简体   繁体   中英

Select most common domain from list of email addresses

I have a function that generates a random email address:

def emails
    names = ["alfred", "daniel", "elisa", "ana", "ramzes"]
    surnames = ["oak", "leaf", "grass", "fruit"]
    providers = ["gmail", "yahoo", "outlook", "icloud"]
    address = "#{names.sample}.#{surnames.sample}#{rand(100..5300)}@#{providers.sample}.com"
end

Given a list of randomly generated email address:

email_list = 100.times.map { emails }

that looks like this:

daniel.oak3985@icloud.com
ramzes.grass1166@icloud.com
daniel.fruit992@yahoo.com
...

how can I select the most common provider ("gmail", "yahoo", etc.)?

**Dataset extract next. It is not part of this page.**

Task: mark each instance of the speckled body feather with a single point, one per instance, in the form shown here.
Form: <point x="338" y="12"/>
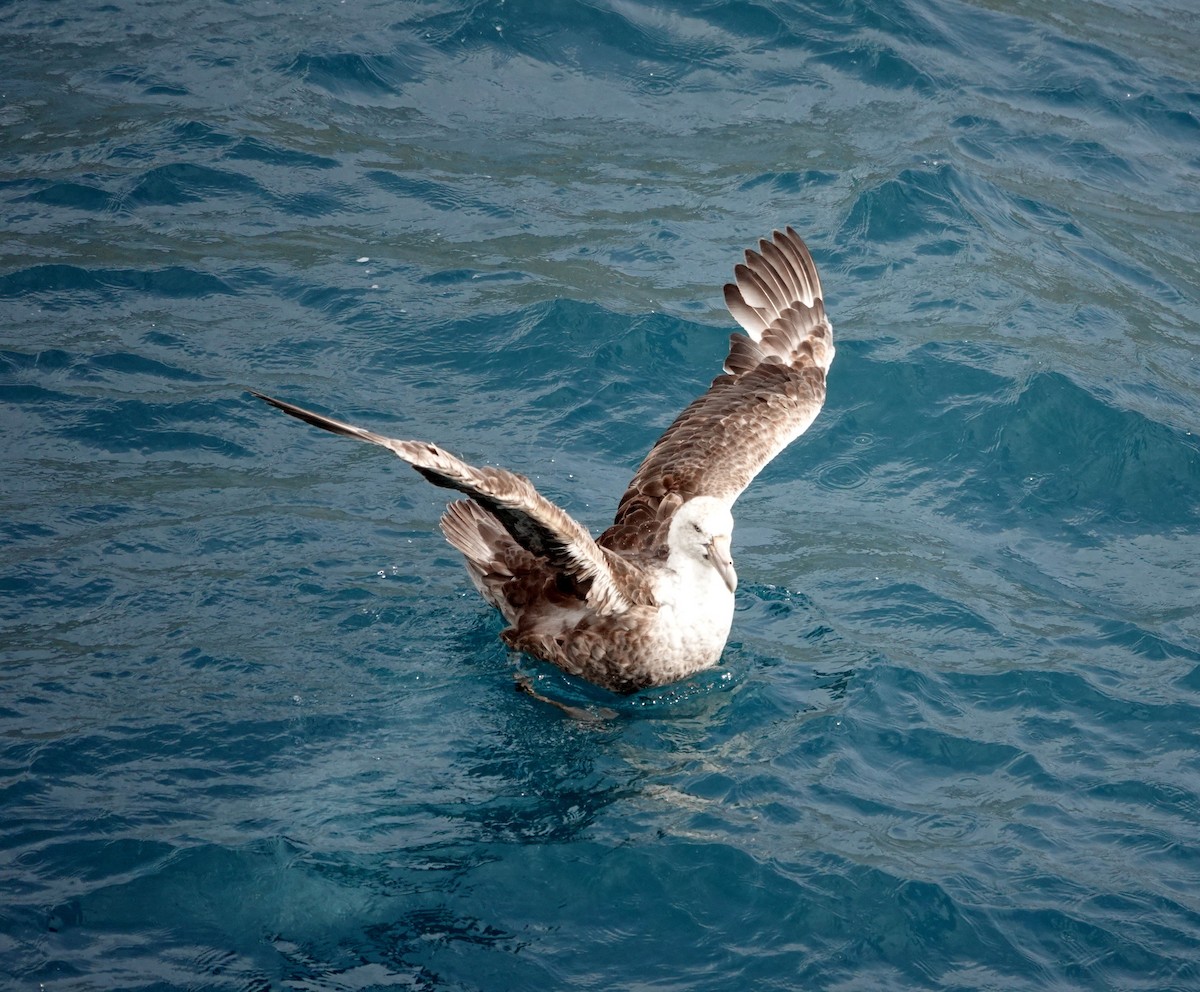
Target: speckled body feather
<point x="651" y="601"/>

Your question is similar to this one . There's a twist though : you don't want to analyze the frequency of email addresses, but their providers.

def random_email
  names = ["alfred", "daniel", "elisa", "ana", "ramzes"]
  surnames = ["oak", "leaf", "grass", "fruit"]
  providers = ["gmail", "yahoo", "outlook", "icloud"]
  address = "#{names.sample}.#{surnames.sample}#{rand(100..5300)}@#{providers.sample}.com"
end

emails = Array.new(100){ random_email }

freq = emails.each_with_object(Hash.new(0)) do |email,freq|
  provider = email.split('@').last
  freq[provider] += 1
end

p freq
#=> {"outlook.com"=>24, "yahoo.com"=>28, "gmail.com"=>32, "icloud.com"=>16}

p freq.max_by{|provider, count| count}.first
#=> "gmail.com"
email_list = 10.times.map { emails }
  #=> ["alfred.grass426@gmail.com", "elisa.oak239@icloud.com",
  #    "daniel.fruit1600@outlook.com", "ana.fruit3761@icloud.com",
  #    "daniel.grass742@yahoo.com", "elisa.oak3891@outlook.com",
  #    "alfred.leaf1321@gmail.com", "alfred.grass5295@outlook.com",
  #    "ramzes.fruit435@gmail.com", "ana.fruit4233@yahoo.com"] 

email_list.group_by { |s| s[/@\K.+/] }.max_by { |_,v| v.size }.first
  #=> "gmail.com"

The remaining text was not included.